Oh Windows, you are awful!

So, I am back online with my slightly upgraded computer. Things didn't go very smoothly with the upgrade.

The first problem I had was that after installing Windows I found that the WiFi drivers I had didn't work. So I had to use another PC to find the correct ones, then copy them across. And when I installed them, they also installed a useless wireless utility. So I uninstalled them then told Windows to look in the driver folder for the device drivers, which worked okay.

But then when I restarted the PC, I got a message that no boot drive was found. I messed around with the SATA cables, trying to get the new OS drive to be the boot drive, but nothing worked.

Then I realised that actually you can the set the drive order in the BIOS. (I had tried setting the boot order in the BIOS previously, but this just allows you to choose Floppy, CD, or the 1st hard drive). But after setting the OS drive to the 1st drive, and as the 1st boot device, I still got the same message about there being no boot device.

So I decided to install Windows again. Thankfully this time after the install was complete I could reboot and shut down, and the machine would boot back into Windows successfully.

However, after I installed the WiFi drivers Windows became unresponsive and blue screened. Then I got the same no boot device message after restarting. Looking in the BIOS, the drive wasn't listed.

After a bit of cable fiddling the drive was found again, and Windows would boot. But one of the other drives now wasn't appearing.

With some more cabling fiddling and multiple tries this morning I finally managed to get it all working with all drives recognised. (As well as one of the hard drives, the DVD drive also kept disappearing). Just have to be very careful not to move any cables inside the PC!

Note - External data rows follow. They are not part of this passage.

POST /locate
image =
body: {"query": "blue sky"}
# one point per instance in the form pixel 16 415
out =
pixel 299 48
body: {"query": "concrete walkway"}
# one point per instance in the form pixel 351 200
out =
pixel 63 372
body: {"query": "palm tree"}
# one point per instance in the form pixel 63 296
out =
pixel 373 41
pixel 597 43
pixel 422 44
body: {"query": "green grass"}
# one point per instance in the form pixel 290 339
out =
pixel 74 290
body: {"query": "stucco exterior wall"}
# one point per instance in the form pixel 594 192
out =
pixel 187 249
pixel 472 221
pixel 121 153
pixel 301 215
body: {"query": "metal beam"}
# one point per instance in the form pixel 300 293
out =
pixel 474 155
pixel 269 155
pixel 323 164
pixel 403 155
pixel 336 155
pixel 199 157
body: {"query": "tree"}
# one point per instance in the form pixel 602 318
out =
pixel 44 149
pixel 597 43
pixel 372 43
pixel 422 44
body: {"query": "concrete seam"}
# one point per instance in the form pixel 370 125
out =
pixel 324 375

After getting it working, and installing the graphics card drives I had to restart. Windows tried to install 136 updates on shut down. This took ages, and after restarting it took ages finishing installing them all.

Except, that it didn't actually install them. It said update failed after a bit, then rolled back all the updates. So that was about an hour wasted.

I manually used Windows update to install the updates 18 at a time (which required a restart after each batch). This probably took about an hour too, but at least it did install the updates successfully.

Really MS should offer downloadable DVD images of updated Windows installs that contain all updates so far. Then you could just burn it to a DVD and install from that without having to spend ages downloading millions of updates. Since you still need a valid serial number to activate Windows I don't think there should be any reason why they couldn't do this.

Since installing the 136 updates earlier, there have been about another 30 updates I've installed. And I just checked again now, and there another 89 important updates that need installing.

I had some trouble getting my VPC VMs working. They all said that the parent disk image was missing. But the parent disk image did not appear to be missing. After a bit I figured out the issue - all my disk images were differencing disks from a 'Windows XP Mode.vhd', which was in itself a differencing disk from 'C:\Program Files\Windows XP Mode\Windows XP Mode base.vhd'. This base image was what was missing. After installing that, the VPC VM would start successfully.

Well, actually, it only got as far as asking me for a username and password. But what on earth would this be? Searching yielded no useful information. Apparently Windows XP Mode should ask you for a username and password when you install it. Having just installed it, I can say that it certainly did not ask me for this information.

Eventually I managed to guess the correct combination - XMPUser as the username, and the password was what I had set as my Windows password.

The next issue was that the internet wasn't working in the VM. I had to go into the VM settings and change the Network adapter to shared NAT. I'm sure that's what it was set to previously though, so I'm not sure why that would have changed.

A couple of things I had forgotten to back up were my Filezilla config and hosts file. So I had to manually edit them to add back in the essentials that I need.

In terms of speed difference with the OS installed on an SSD rather than two standard HDs in RAID 0, the TTLS is about the same. But from login to Windows loading fully and being ready to use is much faster.